1-1+1-1+... = 1/2 (2)

or

1+2+4+8+... = -1. (3)

One can view this topic from either a pre-rigorous, rigorous, or post-rigorous perspective (see this page of mine for a description of these three terms:

http://terrytao.wordpress.com/career-advice/there%E2%80%99s-more-to-mathematics-than-rigour-and-proofs/ ). The pre-rigorous approach is not particularly satisfactory: here one is taught the basic rules for manipulating finite sums (e.g. how to add or subtract one finite sum from another), and one is permitted to blindly apply these rules to infinite sums. This approach can give derivations of identities such as (1), but can also lead to derivations of even more blatant absurdities such as 0=1, which of course makes any similar derivation of (1) look quite suspicious.
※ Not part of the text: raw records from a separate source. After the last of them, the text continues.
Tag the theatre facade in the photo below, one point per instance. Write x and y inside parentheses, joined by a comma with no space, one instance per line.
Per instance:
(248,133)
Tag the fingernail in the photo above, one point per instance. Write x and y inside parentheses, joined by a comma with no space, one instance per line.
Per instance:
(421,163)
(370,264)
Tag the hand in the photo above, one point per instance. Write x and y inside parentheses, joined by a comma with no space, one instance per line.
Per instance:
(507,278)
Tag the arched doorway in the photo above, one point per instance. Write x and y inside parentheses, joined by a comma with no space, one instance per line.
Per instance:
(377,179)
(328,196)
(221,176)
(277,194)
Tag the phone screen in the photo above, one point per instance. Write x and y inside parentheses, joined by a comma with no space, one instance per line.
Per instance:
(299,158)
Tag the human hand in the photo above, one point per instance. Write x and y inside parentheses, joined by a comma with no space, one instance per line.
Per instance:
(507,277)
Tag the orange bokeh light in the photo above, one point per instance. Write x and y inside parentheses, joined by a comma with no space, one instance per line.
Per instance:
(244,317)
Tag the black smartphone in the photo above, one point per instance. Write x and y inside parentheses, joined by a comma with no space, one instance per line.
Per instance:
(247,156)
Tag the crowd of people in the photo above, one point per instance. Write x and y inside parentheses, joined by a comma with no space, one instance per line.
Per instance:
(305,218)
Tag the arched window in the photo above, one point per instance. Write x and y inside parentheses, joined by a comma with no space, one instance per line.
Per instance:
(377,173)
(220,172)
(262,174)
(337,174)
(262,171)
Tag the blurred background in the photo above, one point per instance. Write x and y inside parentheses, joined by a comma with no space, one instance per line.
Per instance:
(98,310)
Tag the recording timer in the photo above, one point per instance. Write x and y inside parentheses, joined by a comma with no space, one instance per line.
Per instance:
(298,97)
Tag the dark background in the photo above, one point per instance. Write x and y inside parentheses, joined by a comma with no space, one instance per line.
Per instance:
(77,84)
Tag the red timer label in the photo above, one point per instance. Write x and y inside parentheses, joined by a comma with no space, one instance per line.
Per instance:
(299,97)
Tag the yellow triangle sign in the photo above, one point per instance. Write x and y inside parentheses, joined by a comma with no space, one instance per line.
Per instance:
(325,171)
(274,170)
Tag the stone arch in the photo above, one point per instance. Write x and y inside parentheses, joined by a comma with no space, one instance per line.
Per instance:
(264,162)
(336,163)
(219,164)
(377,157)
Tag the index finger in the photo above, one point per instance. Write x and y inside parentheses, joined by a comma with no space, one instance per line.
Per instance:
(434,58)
From a rigorous perspective, one learns in undergraduate analysis classes the notion of a convergent series and a divergent series, with the former having a well defined limit, which enjoys most of the same laws of series that finite series do (particularly if one restricts attention to absolutely convergent series). In more advanced courses, one can then learn of more exotic summation methods (e.g. Cesaro summation, p-adic summation or Ramanujan summation) which can sometimes (but not always) be applied to certain divergent series, and which obey some (but not all) of the rules that finite series or absolutely convergent series do. One can then carefully derive, manipulate, and use identities such as (1), so long as it is made precise at any given time what notion of summation is in force. For instance, (1) is not true if summation is interpreted in the classical sense of convergent series, but it is true for some other notions of summation, such as Ramanujan summation, or a real-variable analogue of that summation that I describe in this post:

http://terrytao.wordpress.com/2010/04/10/the-euler-maclaurin-formula-bernoulli-numbers-the-zeta-function-and-real-variable-analytic-continuation/#comment-265849From a post-rigorous perspective, I believe that an equation such as (1) should more accurately be rendered as

1+2+3+4+... = -1/12 + ...

where the "..." on the right-hand side denotes terms which could be infinitely large (or divergent) when interpreted classically, but which one wishes to view as "negligible" for one's intended application (or at least "orthogonal" to that application). For instance, as a rough first approximation (and assuming implicitly that the summation index in these series starts from n=1 rather than n=0), (1), (2), (3) should actually be written as

1+2+3+4+... = -1/12 + 1/2 infinity^2 (1)'

1-1+1-1+... = 1/2 - (-1)^{infinity} /2 (2)'

or

1+2+4+8+... = -1 + 2^{infinity} (3)'

and more generally

1+x+x^2+x^3+... = 1/(1-x) + x^{infinity}/(x-1)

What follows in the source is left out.